Auch die Kommunikation im Team profitiert: Wenn alle wissen, wie das Werkzeug funktioniert und was es kann, lassen sich Aufgaben klarer delegieren. Das reduziert Rückfragen und beschleunigt die Bearbeitung. Wir sehen hier einen echten Kulturwandel: Die Zusammenarbeit wird digitaler, aber auch direkter

HEUKING nutzt Harvey unter anderem im Browser, in Word und Outlook sowie für größere Dokumentenbestände und wiederkehrende Abläufe. Welche Funktionen werden besonders häufig genutzt und wo entsteht der größte Nutzen?
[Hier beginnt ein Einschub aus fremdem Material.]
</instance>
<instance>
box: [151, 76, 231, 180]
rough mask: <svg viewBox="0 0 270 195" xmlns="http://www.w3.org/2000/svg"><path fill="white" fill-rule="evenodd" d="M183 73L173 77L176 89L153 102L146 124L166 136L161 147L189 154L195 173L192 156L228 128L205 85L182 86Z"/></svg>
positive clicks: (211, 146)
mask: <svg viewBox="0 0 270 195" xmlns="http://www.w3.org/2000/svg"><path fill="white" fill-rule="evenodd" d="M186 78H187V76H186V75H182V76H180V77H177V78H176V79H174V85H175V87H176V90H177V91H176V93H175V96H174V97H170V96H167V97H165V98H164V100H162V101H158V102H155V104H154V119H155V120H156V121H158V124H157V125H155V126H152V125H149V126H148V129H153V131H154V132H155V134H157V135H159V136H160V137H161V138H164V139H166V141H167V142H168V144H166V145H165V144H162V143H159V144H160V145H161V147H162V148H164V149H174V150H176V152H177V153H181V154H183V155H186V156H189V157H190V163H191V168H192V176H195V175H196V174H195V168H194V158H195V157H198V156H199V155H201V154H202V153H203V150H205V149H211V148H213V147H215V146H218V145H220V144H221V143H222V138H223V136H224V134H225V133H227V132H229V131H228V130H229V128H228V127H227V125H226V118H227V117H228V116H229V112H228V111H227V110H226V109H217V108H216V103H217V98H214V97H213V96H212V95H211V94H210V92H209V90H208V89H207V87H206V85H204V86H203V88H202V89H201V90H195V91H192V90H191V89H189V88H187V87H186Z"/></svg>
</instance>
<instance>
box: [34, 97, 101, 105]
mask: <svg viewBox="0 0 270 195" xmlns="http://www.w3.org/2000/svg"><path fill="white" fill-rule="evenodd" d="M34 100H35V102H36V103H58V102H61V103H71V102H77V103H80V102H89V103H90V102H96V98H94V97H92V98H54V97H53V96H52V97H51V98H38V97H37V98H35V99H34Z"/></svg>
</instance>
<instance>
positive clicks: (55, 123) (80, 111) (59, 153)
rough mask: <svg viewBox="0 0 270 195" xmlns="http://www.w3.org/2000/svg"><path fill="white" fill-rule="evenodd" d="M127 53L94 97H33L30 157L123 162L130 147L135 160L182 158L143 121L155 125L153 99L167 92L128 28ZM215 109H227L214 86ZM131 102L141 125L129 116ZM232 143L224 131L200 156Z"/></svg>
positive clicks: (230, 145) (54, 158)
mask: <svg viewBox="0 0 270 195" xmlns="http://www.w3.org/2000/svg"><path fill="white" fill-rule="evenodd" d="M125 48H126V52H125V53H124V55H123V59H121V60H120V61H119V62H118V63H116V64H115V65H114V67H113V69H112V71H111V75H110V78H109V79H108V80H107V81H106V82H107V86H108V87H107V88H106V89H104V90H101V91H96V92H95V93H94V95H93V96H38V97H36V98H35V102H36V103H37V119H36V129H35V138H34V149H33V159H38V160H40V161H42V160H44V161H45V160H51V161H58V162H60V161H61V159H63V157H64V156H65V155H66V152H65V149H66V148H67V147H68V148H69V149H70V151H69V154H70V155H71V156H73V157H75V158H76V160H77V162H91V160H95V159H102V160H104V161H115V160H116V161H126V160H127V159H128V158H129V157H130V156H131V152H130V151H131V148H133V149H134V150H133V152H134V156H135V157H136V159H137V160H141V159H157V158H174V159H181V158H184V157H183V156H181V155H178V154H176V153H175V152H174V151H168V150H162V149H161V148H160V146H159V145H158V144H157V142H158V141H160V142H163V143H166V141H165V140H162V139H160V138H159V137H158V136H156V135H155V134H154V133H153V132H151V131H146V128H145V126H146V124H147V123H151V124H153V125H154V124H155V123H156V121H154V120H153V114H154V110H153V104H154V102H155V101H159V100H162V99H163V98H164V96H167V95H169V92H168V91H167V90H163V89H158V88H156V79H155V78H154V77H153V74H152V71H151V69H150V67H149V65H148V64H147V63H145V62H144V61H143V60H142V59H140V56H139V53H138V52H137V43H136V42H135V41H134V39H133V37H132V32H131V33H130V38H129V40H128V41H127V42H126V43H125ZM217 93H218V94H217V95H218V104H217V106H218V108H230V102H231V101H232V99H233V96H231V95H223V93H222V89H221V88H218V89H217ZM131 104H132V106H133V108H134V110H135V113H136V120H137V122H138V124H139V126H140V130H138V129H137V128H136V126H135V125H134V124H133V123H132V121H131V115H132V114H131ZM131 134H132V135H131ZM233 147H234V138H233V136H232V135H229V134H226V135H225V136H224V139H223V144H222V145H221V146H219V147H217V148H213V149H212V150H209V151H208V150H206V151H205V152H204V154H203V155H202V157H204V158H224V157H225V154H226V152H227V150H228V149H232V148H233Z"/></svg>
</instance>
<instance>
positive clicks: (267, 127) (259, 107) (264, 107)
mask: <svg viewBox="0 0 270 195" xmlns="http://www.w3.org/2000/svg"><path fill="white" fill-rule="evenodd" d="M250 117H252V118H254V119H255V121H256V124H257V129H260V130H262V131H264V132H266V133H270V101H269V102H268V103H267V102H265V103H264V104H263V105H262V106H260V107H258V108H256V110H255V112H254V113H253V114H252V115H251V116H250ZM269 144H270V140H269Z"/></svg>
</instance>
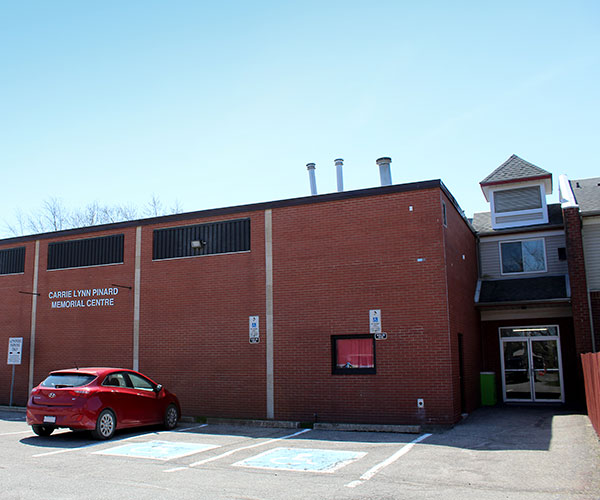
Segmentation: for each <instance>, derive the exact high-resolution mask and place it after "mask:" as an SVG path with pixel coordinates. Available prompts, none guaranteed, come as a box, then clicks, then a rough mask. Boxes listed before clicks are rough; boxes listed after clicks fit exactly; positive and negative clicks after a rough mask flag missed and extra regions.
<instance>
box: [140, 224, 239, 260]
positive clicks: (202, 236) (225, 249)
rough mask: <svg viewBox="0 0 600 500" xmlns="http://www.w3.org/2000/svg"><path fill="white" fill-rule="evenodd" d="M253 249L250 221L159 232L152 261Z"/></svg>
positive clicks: (190, 227) (186, 228) (155, 232)
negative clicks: (252, 244)
mask: <svg viewBox="0 0 600 500" xmlns="http://www.w3.org/2000/svg"><path fill="white" fill-rule="evenodd" d="M249 250H250V219H236V220H229V221H223V222H209V223H206V224H197V225H194V226H183V227H170V228H167V229H155V230H154V237H153V249H152V258H153V259H154V260H160V259H175V258H179V257H194V256H197V255H213V254H220V253H233V252H247V251H249Z"/></svg>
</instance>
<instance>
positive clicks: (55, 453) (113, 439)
mask: <svg viewBox="0 0 600 500" xmlns="http://www.w3.org/2000/svg"><path fill="white" fill-rule="evenodd" d="M66 432H70V431H68V430H67V431H66ZM152 434H155V433H153V432H150V433H148V434H136V435H135V436H131V437H128V438H121V439H111V440H110V441H97V442H95V443H90V444H86V445H83V446H77V447H76V448H64V449H62V450H54V451H48V452H46V453H38V454H37V455H32V457H33V458H38V457H47V456H50V455H58V454H60V453H69V452H71V451H79V450H85V449H86V448H91V447H93V446H99V445H101V444H112V443H119V442H122V441H123V442H124V441H130V440H132V439H137V438H139V437H143V436H149V435H152Z"/></svg>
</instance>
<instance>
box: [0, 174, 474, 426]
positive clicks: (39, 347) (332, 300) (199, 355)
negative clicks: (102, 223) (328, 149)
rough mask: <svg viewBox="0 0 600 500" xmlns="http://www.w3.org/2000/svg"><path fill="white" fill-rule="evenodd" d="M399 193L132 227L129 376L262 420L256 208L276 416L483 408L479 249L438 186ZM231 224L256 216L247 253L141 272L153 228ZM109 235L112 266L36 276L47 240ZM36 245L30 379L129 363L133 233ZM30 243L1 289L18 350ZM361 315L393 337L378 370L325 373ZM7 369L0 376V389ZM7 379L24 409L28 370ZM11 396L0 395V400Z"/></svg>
mask: <svg viewBox="0 0 600 500" xmlns="http://www.w3.org/2000/svg"><path fill="white" fill-rule="evenodd" d="M394 189H395V188H391V189H388V190H385V189H382V190H378V191H377V193H376V195H375V196H373V195H372V194H368V195H362V194H361V195H360V196H346V195H345V194H343V195H340V196H332V197H319V198H318V199H317V201H316V202H312V200H304V201H301V202H294V203H287V204H286V203H274V204H271V205H266V204H265V205H264V206H262V205H261V206H254V207H251V208H252V209H250V210H247V211H244V210H239V211H236V210H235V209H225V210H223V211H216V212H214V211H208V212H205V213H202V212H201V213H198V214H188V215H186V216H185V217H167V218H162V219H155V220H148V221H139V224H140V225H141V236H142V243H141V268H140V272H141V287H140V326H139V368H140V370H141V371H142V372H144V373H146V374H148V375H149V376H151V377H152V378H154V379H155V380H157V381H158V382H160V383H163V384H164V385H165V386H167V387H168V388H169V389H172V390H173V391H174V392H176V393H177V394H178V396H179V397H180V400H181V403H182V407H183V413H184V414H186V415H204V416H223V417H239V418H265V417H266V416H267V402H268V401H267V397H268V396H267V389H266V386H267V375H266V357H267V350H266V342H265V340H266V338H265V334H266V319H267V318H266V276H265V268H266V265H265V258H266V254H265V211H264V210H265V209H267V208H269V209H272V221H273V225H272V228H273V229H272V236H273V247H272V250H273V295H274V302H273V311H274V322H273V337H272V338H273V348H274V355H273V362H274V396H273V398H274V400H273V402H274V413H275V414H274V417H275V418H277V419H294V420H309V421H312V420H313V419H314V418H317V419H319V420H322V421H327V420H329V421H340V422H344V421H354V422H378V423H379V422H380V423H432V424H450V423H454V422H456V421H457V420H458V419H459V418H460V413H461V400H463V401H464V406H465V408H466V409H467V410H470V409H472V408H474V407H475V406H476V405H477V401H478V396H477V391H478V374H479V361H478V354H479V328H478V322H477V317H476V313H475V310H474V307H473V294H474V287H475V283H476V273H477V271H476V253H475V238H474V236H473V234H472V233H471V232H470V230H469V228H468V226H467V224H466V222H465V221H464V220H463V219H462V218H461V216H460V215H459V214H458V212H457V211H456V209H455V207H454V205H453V204H452V203H451V202H450V200H449V199H447V198H446V196H445V194H444V192H443V191H442V189H441V188H440V187H439V186H438V187H435V188H431V187H429V188H426V189H424V188H423V189H408V190H406V191H398V192H397V191H394ZM442 200H444V201H445V203H446V207H447V217H448V224H447V228H445V227H444V226H443V224H442V221H441V216H442V208H441V207H442ZM241 217H249V218H250V220H251V250H250V251H249V252H240V253H232V254H223V255H206V256H198V257H191V258H180V259H166V260H157V261H153V260H152V237H153V234H152V232H153V230H154V229H157V228H163V227H175V226H181V225H188V224H198V223H206V222H211V221H222V220H229V219H234V218H241ZM81 233H84V234H83V236H82V235H81ZM118 233H123V234H124V241H125V258H124V263H123V264H115V265H107V266H95V267H88V268H76V269H65V270H56V271H47V270H46V261H47V248H48V243H49V242H51V241H59V240H61V241H62V240H68V239H76V238H82V237H96V236H102V235H105V234H118ZM41 238H42V239H41V240H40V270H39V292H40V294H41V295H40V297H39V298H38V313H37V323H36V324H37V340H36V356H35V372H34V383H36V384H37V383H38V382H39V381H40V380H41V379H42V378H43V377H44V376H45V375H46V373H47V372H48V371H50V370H52V369H57V368H66V367H71V366H74V365H76V364H77V365H79V366H84V365H88V366H89V365H113V366H123V367H131V366H133V357H134V351H133V331H134V330H133V324H134V322H133V319H134V289H133V286H134V279H135V239H136V226H135V224H134V223H132V224H125V225H116V226H111V227H109V228H100V229H90V230H87V231H85V230H84V231H77V232H67V233H65V234H63V235H61V236H52V235H43V236H42V237H41ZM25 240H26V245H27V247H28V248H27V253H26V260H27V262H26V272H25V273H24V274H23V275H18V276H2V277H0V295H1V298H2V300H0V307H1V308H3V309H0V312H2V313H3V314H2V315H1V316H0V318H1V321H2V322H3V325H4V329H3V332H2V339H0V340H2V342H4V343H7V338H8V336H23V337H25V342H26V345H28V342H29V331H30V325H29V318H30V317H31V296H28V295H23V294H18V290H20V289H25V290H29V289H31V286H32V285H31V283H32V279H33V253H34V252H33V248H34V244H35V243H34V241H33V239H32V238H30V239H27V238H25ZM463 256H464V258H463ZM115 284H118V285H120V286H119V287H118V294H117V295H115V296H114V305H112V306H110V307H83V308H60V309H57V308H52V307H51V303H52V298H51V297H50V296H49V293H50V292H52V293H54V292H57V291H65V290H70V291H71V292H72V293H77V291H79V290H89V289H97V288H106V287H114V286H115ZM127 287H132V289H129V288H127ZM449 297H450V299H449ZM371 309H380V310H381V314H382V325H383V330H384V331H385V332H386V333H387V334H388V338H387V340H380V341H377V342H376V373H375V374H369V375H333V374H332V368H333V366H332V365H333V361H332V344H331V337H332V335H341V334H368V333H369V310H371ZM254 315H257V316H259V317H260V329H261V342H260V343H258V344H251V343H250V342H249V331H248V330H249V328H248V318H249V316H254ZM9 333H10V335H9ZM13 333H14V334H13ZM459 334H461V335H462V336H463V340H464V349H463V353H462V362H463V366H464V369H465V373H464V380H463V384H462V385H463V386H464V388H465V390H464V393H463V394H461V381H460V379H459V359H460V356H459V349H458V335H459ZM5 337H6V340H5ZM26 359H27V363H28V354H27V353H25V356H24V360H26ZM8 373H9V372H8V371H7V369H6V368H2V369H0V376H1V377H2V383H3V384H6V377H7V374H8ZM18 374H19V377H20V378H19V380H21V382H20V384H21V385H20V386H19V391H18V393H19V399H18V402H19V404H24V403H25V401H26V398H27V394H26V384H27V368H26V365H24V366H23V367H21V368H19V373H18ZM417 398H423V399H424V401H425V408H424V409H417ZM7 400H8V395H4V394H0V404H1V403H3V402H7Z"/></svg>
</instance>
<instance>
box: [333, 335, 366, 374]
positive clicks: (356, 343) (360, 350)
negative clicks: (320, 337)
mask: <svg viewBox="0 0 600 500" xmlns="http://www.w3.org/2000/svg"><path fill="white" fill-rule="evenodd" d="M336 354H337V356H336V357H337V359H336V365H337V367H338V368H373V367H374V366H375V364H374V363H373V339H371V338H367V339H338V340H337V345H336Z"/></svg>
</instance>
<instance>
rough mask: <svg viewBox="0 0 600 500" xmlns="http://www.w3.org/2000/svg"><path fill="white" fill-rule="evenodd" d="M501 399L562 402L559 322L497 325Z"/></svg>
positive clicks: (563, 391)
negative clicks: (499, 351)
mask: <svg viewBox="0 0 600 500" xmlns="http://www.w3.org/2000/svg"><path fill="white" fill-rule="evenodd" d="M500 352H501V360H502V391H503V396H504V401H506V402H510V401H528V402H548V401H551V402H552V401H553V402H564V391H563V375H562V365H561V355H560V337H559V331H558V326H524V327H502V328H500Z"/></svg>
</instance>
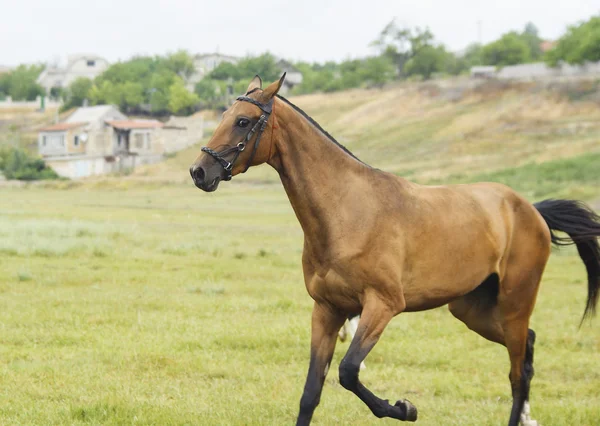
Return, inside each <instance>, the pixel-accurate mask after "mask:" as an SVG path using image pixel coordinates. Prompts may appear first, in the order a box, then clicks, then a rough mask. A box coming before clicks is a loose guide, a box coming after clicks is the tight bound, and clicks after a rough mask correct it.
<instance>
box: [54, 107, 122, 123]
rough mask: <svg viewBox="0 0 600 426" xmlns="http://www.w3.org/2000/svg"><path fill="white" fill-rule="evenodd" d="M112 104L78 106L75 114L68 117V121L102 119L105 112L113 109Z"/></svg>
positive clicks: (76, 121) (75, 112)
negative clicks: (80, 107)
mask: <svg viewBox="0 0 600 426" xmlns="http://www.w3.org/2000/svg"><path fill="white" fill-rule="evenodd" d="M113 108H114V107H113V106H112V105H96V106H93V107H81V108H77V111H75V112H74V113H73V114H71V115H70V116H69V118H67V120H66V122H67V123H92V122H95V121H98V120H100V119H102V117H103V116H104V114H106V113H107V112H108V111H110V110H111V109H113Z"/></svg>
Die Integration in die Microsoft-365-Umgebung, also Word und Outlook, ist aus meiner Sicht der größte Hebel. Das Werkzeug ist dort verfügbar, wo Anwältinnen und Anwälte ohnehin den Großteil ihrer Arbeitszeit verbringen. Dadurch wird die Nutzung reibungsarm; man muss nicht zwischen Anwendungen wechseln oder Inhalte manuell kopieren. Im Browser nutzen wir Harvey vor allem für größere Recherche- und Analyseaufgaben, bei denen man mehrere Dokumente gleichzeitig verarbeitet. Der größte Nutzen entsteht bei der Dokumentenanalyse, also beim schnellen Erfassen umfangreicher Vertragswerke, Due-Diligence-Unterlagen oder Schriftsatzkonvolute. 

Welche Schulungen müssen Beschäftigte vor der Freischaltung absolvieren?

Vor der Freischaltung müssen alle Beschäftigten eine Einführungsschulung absolvieren. Diese vermittelt nicht nur die technische Bedienung, sondern vor allem den verantwortungsvollen Umgang mit dem Werkzeug.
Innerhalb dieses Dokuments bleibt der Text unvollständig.